Diagnosis plan (before any fix)

Extend the env-gated timing that located #1212 (CODEGRAPH_SYNTH_TIMINGS) to the suspects — or add a sibling CODEGRAPH_PHASE_TIMINGS — so each suspect logs spans >250ms with a label:

  • wrap storeExtractionResult (log file path + node count when slow — this also identifies the offending generated files),
  • wrap warmCaches (split getAllNodeNames vs getAllFilePaths),
  • wrap the three batch-tail ops in resolveAndPersistBatched,
  • wrap the scan phase.

Re-run the stall monitor + timings on the two existing indexes (assets below). Attribution first: the fix for each suspect is different, and #1180 showed the first guess is often wrong.

Fix sketches (per suspect, once confirmed)

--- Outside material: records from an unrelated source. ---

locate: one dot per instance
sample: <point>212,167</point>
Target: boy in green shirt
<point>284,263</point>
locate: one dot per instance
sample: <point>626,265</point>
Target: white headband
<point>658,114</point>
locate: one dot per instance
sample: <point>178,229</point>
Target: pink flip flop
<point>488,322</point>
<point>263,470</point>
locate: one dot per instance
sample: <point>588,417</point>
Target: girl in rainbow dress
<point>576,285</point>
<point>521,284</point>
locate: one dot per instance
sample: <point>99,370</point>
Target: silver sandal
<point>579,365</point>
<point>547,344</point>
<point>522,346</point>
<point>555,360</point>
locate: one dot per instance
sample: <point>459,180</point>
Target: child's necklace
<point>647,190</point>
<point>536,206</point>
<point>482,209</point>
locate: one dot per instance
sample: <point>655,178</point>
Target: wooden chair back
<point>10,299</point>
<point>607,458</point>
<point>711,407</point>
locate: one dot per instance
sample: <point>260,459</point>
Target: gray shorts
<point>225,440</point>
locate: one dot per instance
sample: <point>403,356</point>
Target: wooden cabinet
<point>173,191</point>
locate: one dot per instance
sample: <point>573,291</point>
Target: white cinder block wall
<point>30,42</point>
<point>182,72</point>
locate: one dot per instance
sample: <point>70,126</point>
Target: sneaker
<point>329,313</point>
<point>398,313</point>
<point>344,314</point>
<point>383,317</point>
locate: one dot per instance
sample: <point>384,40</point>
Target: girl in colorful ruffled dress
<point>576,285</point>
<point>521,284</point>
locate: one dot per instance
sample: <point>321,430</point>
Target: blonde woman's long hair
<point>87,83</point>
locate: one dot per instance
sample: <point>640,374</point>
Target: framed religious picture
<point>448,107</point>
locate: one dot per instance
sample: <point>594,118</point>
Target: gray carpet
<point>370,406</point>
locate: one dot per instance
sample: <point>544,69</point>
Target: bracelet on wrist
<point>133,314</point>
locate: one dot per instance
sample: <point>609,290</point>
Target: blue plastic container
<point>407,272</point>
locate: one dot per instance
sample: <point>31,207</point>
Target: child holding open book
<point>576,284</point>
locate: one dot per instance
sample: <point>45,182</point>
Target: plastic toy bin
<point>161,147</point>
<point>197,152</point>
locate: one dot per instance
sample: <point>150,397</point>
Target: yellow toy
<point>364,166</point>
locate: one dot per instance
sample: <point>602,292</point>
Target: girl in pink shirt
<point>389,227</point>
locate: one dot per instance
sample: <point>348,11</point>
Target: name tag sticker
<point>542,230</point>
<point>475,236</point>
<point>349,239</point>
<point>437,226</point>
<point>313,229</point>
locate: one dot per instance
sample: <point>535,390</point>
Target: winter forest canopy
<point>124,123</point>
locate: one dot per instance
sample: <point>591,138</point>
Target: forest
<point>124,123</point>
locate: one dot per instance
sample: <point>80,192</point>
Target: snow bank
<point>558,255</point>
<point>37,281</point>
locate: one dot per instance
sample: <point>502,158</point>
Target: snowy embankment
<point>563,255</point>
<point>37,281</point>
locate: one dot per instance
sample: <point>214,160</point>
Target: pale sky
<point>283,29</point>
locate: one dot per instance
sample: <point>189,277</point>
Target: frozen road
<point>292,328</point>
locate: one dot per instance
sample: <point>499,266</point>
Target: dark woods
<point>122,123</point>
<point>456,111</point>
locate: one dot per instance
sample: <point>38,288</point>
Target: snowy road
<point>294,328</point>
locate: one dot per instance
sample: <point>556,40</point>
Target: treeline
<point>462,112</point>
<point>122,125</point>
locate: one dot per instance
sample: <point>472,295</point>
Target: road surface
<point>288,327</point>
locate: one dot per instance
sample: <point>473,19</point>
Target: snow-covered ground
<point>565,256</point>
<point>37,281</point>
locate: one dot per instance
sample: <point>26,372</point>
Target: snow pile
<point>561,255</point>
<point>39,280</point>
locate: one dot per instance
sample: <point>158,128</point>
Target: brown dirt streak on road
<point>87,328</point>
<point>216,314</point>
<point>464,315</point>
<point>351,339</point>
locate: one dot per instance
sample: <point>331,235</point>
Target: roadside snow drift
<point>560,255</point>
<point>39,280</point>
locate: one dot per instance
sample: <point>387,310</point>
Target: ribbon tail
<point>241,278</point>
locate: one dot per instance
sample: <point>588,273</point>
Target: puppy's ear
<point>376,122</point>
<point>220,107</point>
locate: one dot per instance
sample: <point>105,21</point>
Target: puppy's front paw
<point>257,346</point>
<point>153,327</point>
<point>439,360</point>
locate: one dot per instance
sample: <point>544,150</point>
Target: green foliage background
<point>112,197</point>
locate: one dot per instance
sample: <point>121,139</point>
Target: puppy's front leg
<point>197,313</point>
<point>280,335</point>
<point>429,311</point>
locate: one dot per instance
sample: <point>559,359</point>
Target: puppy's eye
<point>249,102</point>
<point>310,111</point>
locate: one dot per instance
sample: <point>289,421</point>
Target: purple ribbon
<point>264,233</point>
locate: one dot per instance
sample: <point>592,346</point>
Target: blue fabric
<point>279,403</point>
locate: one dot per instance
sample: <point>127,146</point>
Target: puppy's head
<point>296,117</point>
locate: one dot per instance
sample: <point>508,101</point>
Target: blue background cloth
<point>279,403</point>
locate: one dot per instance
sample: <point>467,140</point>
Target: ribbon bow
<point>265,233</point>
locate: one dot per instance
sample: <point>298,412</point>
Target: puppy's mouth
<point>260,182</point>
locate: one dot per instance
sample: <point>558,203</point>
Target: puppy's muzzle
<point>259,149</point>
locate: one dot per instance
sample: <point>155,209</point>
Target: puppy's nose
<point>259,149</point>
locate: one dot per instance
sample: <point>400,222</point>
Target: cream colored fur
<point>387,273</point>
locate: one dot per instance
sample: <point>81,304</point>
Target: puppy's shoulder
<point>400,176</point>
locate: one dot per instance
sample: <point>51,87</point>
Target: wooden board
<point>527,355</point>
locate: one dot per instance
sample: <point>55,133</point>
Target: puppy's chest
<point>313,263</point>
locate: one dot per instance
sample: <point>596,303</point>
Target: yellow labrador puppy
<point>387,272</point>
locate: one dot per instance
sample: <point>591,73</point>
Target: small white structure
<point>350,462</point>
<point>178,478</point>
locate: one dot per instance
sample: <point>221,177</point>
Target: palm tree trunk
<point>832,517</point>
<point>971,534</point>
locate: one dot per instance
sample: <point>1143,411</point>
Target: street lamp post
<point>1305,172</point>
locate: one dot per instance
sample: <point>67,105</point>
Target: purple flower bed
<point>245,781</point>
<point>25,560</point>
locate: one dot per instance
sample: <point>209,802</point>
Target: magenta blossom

  1. Chunked per-file commits: split a file's node/edge/ref inserts into bounded sub-transactions (e.g. 25k rows) with maybeYield() between chunks. Invariant to preserve: files must still commit in scan order, whole-file at a time from the resolver's perspective (#1015 — resolution disambiguates same-named candidates by insertion order; chunking within one file keeps the order stable). The existing index-completeness marker (index_state) already covers a mid-file kill.
  2. Yielding warm-up: stream SELECT DISTINCT name with a cursor (stmt.iterate()), building the Set with a periodic maybeYield() — an async warmCachesYielding() used from the async entry points (resolveAndPersistBatched, the sync path), leaving the sync warmCaches() for callers that can't await. Memory is unchanged (the Set already exists).
  3. Chunked batch-tail ops: split the keyed-delete transaction and the edge insert into sub-transactions with yields between, same pattern as (1). getUnresolvedReferencesCount is an indexed aggregate; leave it unless timing says otherwise.
  4. Scan: measure first; likely chunk the hash loop with yields.

Acceptance criteria

  • Instrumented full init on the kernel index (2-core/6GB container) and llvm-project shows no single event-loop stall > ~2s in any phase.
  • codegraph sync on the kernel DB shows the same bound (kills the 28.2s span).
  • Graph parity: byte-identical node/edge sets on a re-index of at least elasticsearch + redis (the #1212 parity harness in the session scratchpad automates the synthesized-edge half; extraction parity = compare getNodeAndEdgeCount + a sorted node-id dump).
  • No end-to-end throughput regression beyond noise (< ~5%) on the same runs — chunked transactions can slow bulk inserts; measure, don't assume.

Repro assets (from the #1212 investigation, 2026-07-08)

  • Docker container cg1212 (2 cores / 6GB, node:22-bookworm) with the Linux kernel cloned at /work/linux and its 4.2GB index.
  • llvm-project (180,074 files) + elasticsearch (45k) + redis + vim clones with indexes in the session scratchpad.
  • stall-monitor.cjs (preload; logs event-loop gaps >1s with timestamps), synth-only.mjs / synth-watchdog.mjs (drive resolution+synthesis directly against an existing index — ~2 min iteration instead of a 40-min re-index), parity.mjs (synthesized-edge set differ).
  • The #1091 methodology note applies: a real CLI run at a lowered CODEGRAPH_WATCHDOG_TIMEOUT_MS is the authoritative kill/no-kill test.